I had bought a 2013 VW Golf with the 2.5 5 cylinder and 5 speed manual recently and one thing I noticed about it is that under most circumstances, the fuel does not cut off when you take your foot off the gas. In fact, even when braking it doesn't cutoff. I can see this when I set the MFI display to instantaneous mileage and I still see a MPG reading and not --.--

I own a ScanGuage II and I plugged it in and I saw that the throttle would mostly close, but the engine was still receiving fuel and the spark plugs were firing.

There are some circumstances where it does cut off, but only when;

I'm over 3500 rpm in any gear,
I'm in 5th gear over 1500 rpm (over 50 mph).
If I'm in 1st it seems to only cut off over 2500 rpm.
In 2nd it will cut off but only after a few seconds over 2k rpm.
3rd seems to take about 10 seconds for it to cut off, and only above 1500 rpm.
If the engine is cold, it seems to cut off at a lower rpm, and in a shorter amount of time as well.

It just seems annoying to me because it makes low speed driving somewhat of a chore as I have to shift to neutral any time I want to slow down, or I just have press harder on the brake pedal, which to me is a waste of brakes and waste of gas to brake while the engine is firing. I came from a 97 Civic HX 5 speed before this car and I guess I'm just used to the car engine braking immediately when I'm slowing down.

I had a dealer look at it and they say the car does this by design. They seemed puzzled by my description of my issue, so I'm not sure if they knew what they were doing or not. They claimed that the engine has to fire in order to generate vacuum for the brake booster and so that the electric power steering has power to operate as well.

But the engine doesn't lose vacuum just because it's not receiving fuel, the engine is still spinning with a near closed throttle, which should generate plenty of vacuum. A bicycle air pump generates vacuum from pushing up and down on its handle without combustion.
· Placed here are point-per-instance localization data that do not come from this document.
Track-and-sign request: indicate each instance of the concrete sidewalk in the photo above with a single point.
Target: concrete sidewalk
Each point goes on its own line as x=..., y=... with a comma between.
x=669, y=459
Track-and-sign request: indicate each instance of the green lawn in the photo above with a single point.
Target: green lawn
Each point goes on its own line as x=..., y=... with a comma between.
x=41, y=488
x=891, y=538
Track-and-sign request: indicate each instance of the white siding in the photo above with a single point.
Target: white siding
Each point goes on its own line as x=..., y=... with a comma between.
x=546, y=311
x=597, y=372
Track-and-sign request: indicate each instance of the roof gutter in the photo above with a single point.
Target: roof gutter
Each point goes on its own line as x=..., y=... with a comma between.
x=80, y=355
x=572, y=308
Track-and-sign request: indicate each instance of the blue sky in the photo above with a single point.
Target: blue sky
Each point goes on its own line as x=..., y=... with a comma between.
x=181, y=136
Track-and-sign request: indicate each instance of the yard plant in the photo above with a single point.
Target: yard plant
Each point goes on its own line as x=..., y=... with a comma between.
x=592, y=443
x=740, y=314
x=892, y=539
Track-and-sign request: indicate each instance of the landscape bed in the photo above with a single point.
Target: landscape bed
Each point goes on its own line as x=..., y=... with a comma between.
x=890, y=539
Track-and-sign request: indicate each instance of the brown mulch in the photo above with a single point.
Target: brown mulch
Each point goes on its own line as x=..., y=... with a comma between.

The alternator should also be spinning and generating electricity as well.

It may be to the point that I'll have to get a different car if this is truly part of its design to do that, but now I'm wondering if all new manual cars do that now (got nothing against autos I just prefer manual is all).

Hopefully what I typed here makes sense, thanks to anyone who took the time to read!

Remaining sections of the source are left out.